If no requests arrive during the delayed release duration, the instance is automatically destroyed, and billing stops. After the instance is destroyed, a cold start occurs if the configured minimum number of instances is 0. If the configured minimum number of instances is greater than 0, cold starts can be eliminated.
Comparison of delayed release solutions
Item | Delayed release | Session affinity | Delayed release + Session affinity |
Scenarios | Background services | Services with long-lifecycle sessions | Background services and services with persistent session connections |
Instance keepalive duration limit | 5 minutes ≤ Configured delayed release duration ≤ 60 minutes | The latest session expiration time on a single instance | The greater of the following two durations:
|
How to configure this feature in Function Compute?
Usage notes
The delayed release feature applies only to elastic instances that are dynamically created in response to requests.
This feature does not affect your configured minimum number of instances. Minimum instances have their own lifecycle management and billing rules and are not affected by the delayed release configuration.
Step 1: Configure delayed release for elastic instances
You can configure the delayed release feature when you create a function or follow these steps to configure the feature for an existing function.
Log on to the Function Compute console. In the navigation pane on the left, choose .
In the top navigation bar, select a region. On the Functions page, click the name of the target function.
Click the tab, and then click Edit next to Advanced Configuration.
In the Advanced Configuration panel, expand the Delayed Release for Elastic Instances section, turn on the Delayed Release for Elastic Instances switch, set Delayed Release Time, and then click Deploy.
(Optional) Step 2: Configure session affinity
This topic uses the HeaderField affinity feature as an example. For more information, see Session affinity configuration procedures.
Step 3: Verify the result
On the details page of the target function, click the Code tab, and then click Test Function.
After the function is executed, click the Instances tab. Check the Lifecycle of the instance to verify that the delayed release feature is active.
Billing
After you enable the delayed release feature, billing applies to the instances that are dynamically created in response to requests. The billing rules described below apply only to these instances and are independent of the billing for your configured minimum number of instances.
Minimum number of instances: These instances persist regardless of whether there are requests. They are billed at the rate for idle elastic instances when there are no requests and at the rate for active elastic instances when processing requests.
Instances with delayed release: After requests are processed, these instances enter an active, idle, or destroyed state according to the rules described in this topic.
Scenario 1: Only the delayed release feature is configured
Example
The instance delayed release duration is set to 9 minutes.
Billing periods
As shown in the following figure, billing is divided into three periods based on request execution. After 14 minutes, the instance is destroyed because no new requests have arrived for 9 minutes.
00:00 to 00:05: While processing requests, the instance is billed at the rate for active elastic instances.
00:05 to 00:09: After the requests are processed, the system detects that the vCPU or GPU utilization is greater than the system threshold. The instance is billed at the rate for active elastic instances.

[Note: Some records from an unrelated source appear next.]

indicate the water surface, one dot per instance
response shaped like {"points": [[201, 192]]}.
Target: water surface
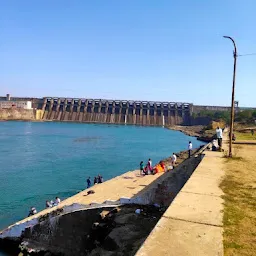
{"points": [[39, 161]]}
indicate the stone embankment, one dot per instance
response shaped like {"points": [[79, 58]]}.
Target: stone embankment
{"points": [[50, 231], [192, 225]]}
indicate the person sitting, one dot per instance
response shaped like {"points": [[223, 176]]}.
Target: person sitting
{"points": [[214, 145], [48, 204], [32, 211], [174, 159], [57, 201], [149, 165]]}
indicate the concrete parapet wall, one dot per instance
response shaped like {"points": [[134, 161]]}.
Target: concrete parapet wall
{"points": [[193, 222]]}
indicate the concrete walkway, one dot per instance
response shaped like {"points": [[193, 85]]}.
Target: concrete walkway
{"points": [[192, 225]]}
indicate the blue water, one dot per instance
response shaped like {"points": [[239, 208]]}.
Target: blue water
{"points": [[39, 161]]}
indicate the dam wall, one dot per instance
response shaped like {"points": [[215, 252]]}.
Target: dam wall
{"points": [[115, 111], [17, 114]]}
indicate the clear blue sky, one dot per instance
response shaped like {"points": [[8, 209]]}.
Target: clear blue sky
{"points": [[168, 50]]}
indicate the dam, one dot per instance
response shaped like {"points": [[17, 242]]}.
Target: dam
{"points": [[115, 111], [147, 113]]}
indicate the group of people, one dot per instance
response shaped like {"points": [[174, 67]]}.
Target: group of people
{"points": [[97, 179], [48, 204], [160, 167]]}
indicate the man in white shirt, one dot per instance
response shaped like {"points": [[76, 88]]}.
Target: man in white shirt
{"points": [[174, 159], [219, 136], [190, 146]]}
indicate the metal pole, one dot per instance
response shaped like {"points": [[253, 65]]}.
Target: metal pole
{"points": [[232, 114]]}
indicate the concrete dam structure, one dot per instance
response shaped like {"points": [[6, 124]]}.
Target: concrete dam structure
{"points": [[114, 111]]}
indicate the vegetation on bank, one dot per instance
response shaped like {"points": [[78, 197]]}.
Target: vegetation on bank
{"points": [[243, 116], [239, 186]]}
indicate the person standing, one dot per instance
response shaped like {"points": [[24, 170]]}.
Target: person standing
{"points": [[48, 204], [100, 179], [190, 146], [88, 182], [219, 136], [32, 211], [149, 164], [174, 159], [141, 167], [57, 200]]}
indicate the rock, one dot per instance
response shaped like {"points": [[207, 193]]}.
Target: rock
{"points": [[120, 236], [126, 218]]}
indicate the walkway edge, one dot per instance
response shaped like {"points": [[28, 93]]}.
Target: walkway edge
{"points": [[192, 225]]}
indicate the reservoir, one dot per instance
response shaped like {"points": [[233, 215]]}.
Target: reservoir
{"points": [[42, 160]]}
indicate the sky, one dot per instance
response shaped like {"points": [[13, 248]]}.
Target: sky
{"points": [[168, 50]]}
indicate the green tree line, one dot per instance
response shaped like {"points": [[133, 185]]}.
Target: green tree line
{"points": [[243, 116]]}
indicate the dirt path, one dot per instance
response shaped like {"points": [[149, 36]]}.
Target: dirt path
{"points": [[239, 186]]}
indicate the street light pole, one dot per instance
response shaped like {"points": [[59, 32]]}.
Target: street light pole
{"points": [[232, 115]]}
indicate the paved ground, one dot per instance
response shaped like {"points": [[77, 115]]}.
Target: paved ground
{"points": [[192, 225], [246, 142]]}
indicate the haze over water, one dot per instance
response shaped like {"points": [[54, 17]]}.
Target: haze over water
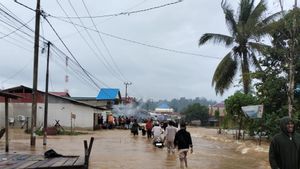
{"points": [[118, 149]]}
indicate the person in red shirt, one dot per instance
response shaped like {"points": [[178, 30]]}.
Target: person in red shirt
{"points": [[149, 126]]}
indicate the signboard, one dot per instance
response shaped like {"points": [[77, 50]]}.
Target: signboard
{"points": [[253, 111], [73, 116]]}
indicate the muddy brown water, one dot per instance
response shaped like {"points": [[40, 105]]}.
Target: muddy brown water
{"points": [[118, 149]]}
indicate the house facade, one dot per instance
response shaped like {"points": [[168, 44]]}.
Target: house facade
{"points": [[62, 110]]}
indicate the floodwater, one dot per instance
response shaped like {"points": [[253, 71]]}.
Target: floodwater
{"points": [[118, 149]]}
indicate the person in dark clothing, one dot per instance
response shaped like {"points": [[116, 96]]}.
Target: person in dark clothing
{"points": [[284, 152], [183, 142], [135, 128]]}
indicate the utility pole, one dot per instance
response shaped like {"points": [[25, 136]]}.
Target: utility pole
{"points": [[46, 96], [35, 73], [126, 85]]}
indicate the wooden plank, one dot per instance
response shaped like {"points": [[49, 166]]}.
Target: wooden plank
{"points": [[38, 163], [61, 161], [51, 162], [70, 161], [26, 164], [20, 160], [80, 161], [29, 161]]}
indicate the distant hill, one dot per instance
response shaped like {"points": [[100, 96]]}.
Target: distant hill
{"points": [[177, 104]]}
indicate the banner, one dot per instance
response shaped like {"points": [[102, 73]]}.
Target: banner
{"points": [[253, 111]]}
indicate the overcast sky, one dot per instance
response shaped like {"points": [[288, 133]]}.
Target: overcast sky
{"points": [[151, 43]]}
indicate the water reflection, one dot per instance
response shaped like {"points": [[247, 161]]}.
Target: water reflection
{"points": [[119, 149]]}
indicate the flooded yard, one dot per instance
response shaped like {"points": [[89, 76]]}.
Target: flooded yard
{"points": [[119, 149]]}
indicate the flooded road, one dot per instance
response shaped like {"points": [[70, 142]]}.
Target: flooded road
{"points": [[119, 149]]}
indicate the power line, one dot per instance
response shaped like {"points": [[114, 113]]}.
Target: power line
{"points": [[144, 44], [104, 44], [121, 13], [71, 53], [104, 61], [17, 29]]}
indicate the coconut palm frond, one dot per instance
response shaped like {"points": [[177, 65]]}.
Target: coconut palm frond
{"points": [[229, 18], [258, 47], [224, 74], [245, 9], [216, 39], [255, 62]]}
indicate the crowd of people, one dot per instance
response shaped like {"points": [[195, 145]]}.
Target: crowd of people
{"points": [[172, 134]]}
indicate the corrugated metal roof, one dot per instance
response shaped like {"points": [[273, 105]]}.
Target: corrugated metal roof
{"points": [[164, 106], [108, 94]]}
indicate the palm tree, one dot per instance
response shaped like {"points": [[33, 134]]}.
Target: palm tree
{"points": [[245, 30]]}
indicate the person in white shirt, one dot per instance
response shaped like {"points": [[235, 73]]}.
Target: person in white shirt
{"points": [[157, 131], [170, 135]]}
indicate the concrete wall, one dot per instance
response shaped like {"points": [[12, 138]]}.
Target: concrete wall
{"points": [[56, 111]]}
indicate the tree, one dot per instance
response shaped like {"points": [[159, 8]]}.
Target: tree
{"points": [[245, 32], [233, 105], [196, 111]]}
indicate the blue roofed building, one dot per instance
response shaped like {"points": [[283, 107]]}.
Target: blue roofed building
{"points": [[110, 96]]}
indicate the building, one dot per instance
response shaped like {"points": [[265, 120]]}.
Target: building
{"points": [[62, 110], [213, 109]]}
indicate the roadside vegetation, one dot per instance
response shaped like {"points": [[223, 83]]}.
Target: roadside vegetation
{"points": [[265, 56]]}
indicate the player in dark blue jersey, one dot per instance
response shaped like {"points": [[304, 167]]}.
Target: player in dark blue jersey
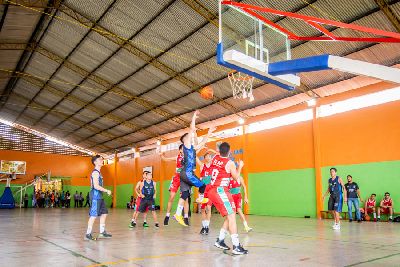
{"points": [[148, 191], [337, 193], [97, 207], [187, 176]]}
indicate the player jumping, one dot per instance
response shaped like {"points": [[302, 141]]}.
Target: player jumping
{"points": [[187, 176]]}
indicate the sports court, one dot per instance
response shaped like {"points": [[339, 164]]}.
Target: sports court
{"points": [[249, 133]]}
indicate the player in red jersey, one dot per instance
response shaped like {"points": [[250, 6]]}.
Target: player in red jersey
{"points": [[205, 176], [137, 205], [222, 170], [235, 190], [175, 182], [386, 207], [370, 206]]}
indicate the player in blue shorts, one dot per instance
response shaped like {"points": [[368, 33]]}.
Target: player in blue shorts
{"points": [[97, 207], [337, 194], [187, 176]]}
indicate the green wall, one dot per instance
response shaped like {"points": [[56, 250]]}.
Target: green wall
{"points": [[376, 177], [289, 193]]}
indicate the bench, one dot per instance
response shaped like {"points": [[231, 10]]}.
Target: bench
{"points": [[325, 214]]}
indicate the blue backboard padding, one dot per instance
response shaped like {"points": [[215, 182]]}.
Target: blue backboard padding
{"points": [[221, 61], [306, 64]]}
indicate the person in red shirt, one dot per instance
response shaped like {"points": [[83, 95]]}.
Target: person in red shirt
{"points": [[205, 176], [223, 169], [386, 207], [137, 204], [370, 206], [235, 190], [175, 182]]}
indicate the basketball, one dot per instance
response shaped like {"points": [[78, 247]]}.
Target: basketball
{"points": [[207, 92]]}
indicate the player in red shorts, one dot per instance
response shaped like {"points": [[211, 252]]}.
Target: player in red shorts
{"points": [[175, 182], [205, 174], [370, 206], [137, 205], [223, 169], [386, 207], [235, 190]]}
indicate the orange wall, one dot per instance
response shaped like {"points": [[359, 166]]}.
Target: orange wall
{"points": [[60, 165]]}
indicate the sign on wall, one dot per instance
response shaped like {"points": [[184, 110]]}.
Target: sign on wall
{"points": [[9, 167], [148, 168]]}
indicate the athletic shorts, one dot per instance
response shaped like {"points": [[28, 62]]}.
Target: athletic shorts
{"points": [[385, 210], [97, 207], [237, 198], [189, 179], [209, 203], [137, 205], [335, 202], [370, 210], [222, 200], [147, 204], [175, 183]]}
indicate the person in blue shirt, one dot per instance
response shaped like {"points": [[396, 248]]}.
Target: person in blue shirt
{"points": [[337, 193], [187, 175], [97, 206]]}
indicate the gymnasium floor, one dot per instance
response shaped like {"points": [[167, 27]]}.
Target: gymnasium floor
{"points": [[55, 238]]}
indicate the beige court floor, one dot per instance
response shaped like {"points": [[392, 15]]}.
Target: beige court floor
{"points": [[54, 237]]}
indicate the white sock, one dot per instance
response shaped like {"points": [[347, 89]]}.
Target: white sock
{"points": [[222, 234], [179, 210], [235, 240], [89, 230]]}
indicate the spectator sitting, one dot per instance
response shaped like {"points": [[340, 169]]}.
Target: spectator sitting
{"points": [[386, 207], [369, 206], [80, 200]]}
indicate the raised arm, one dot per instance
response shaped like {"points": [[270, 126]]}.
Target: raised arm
{"points": [[188, 142], [96, 185], [205, 139], [138, 189], [246, 200], [235, 173]]}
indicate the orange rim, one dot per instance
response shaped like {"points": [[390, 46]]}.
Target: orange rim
{"points": [[248, 77]]}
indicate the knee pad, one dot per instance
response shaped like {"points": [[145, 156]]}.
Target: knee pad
{"points": [[185, 195]]}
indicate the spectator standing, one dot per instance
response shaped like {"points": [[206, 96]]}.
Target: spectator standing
{"points": [[87, 200], [80, 200], [353, 198]]}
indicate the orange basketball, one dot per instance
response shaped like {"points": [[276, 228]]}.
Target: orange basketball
{"points": [[207, 92]]}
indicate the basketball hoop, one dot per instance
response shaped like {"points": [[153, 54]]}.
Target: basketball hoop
{"points": [[242, 85]]}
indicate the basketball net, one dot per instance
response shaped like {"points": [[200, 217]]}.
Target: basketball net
{"points": [[242, 85]]}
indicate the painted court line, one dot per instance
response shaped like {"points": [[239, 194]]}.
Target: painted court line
{"points": [[372, 260], [147, 257], [76, 254]]}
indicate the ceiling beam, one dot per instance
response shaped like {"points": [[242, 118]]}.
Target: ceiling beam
{"points": [[141, 54], [35, 105], [27, 55], [391, 16], [64, 59]]}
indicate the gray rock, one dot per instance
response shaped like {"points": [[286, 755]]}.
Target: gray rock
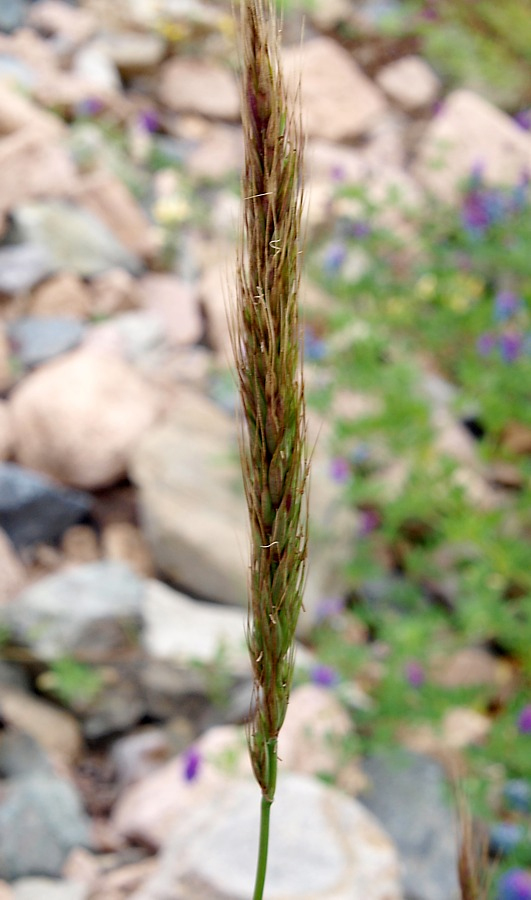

00:09 to 00:14: After the requests are processed, the system detects that both the vCPU and GPU utilization are less than the system threshold. The instance is billed at the rate for idle elastic instances.
Scenario 2: Both delayed release and session affinity features are configured
Example
The instance delayed release duration is set to 9 minutes.
HeaderField affinity is enabled and Session Idle Duration is set to 15 minutes.
This topic uses HeaderField affinity as an example. For more information about the types, features, and billing of session affinity, see Configure session affinity.
Billing periods
The system uses a 15-minute period, which is the greater of the instance delayed release duration (9 minutes) and the Session Idle Duration (15 minutes) for the HeaderField affinity feature. Billing is divided into three periods based on request execution, similar to the Scenario 1: Only the delayed release feature is configured scenario. After 20 minutes, the instance is destroyed if no new requests are received.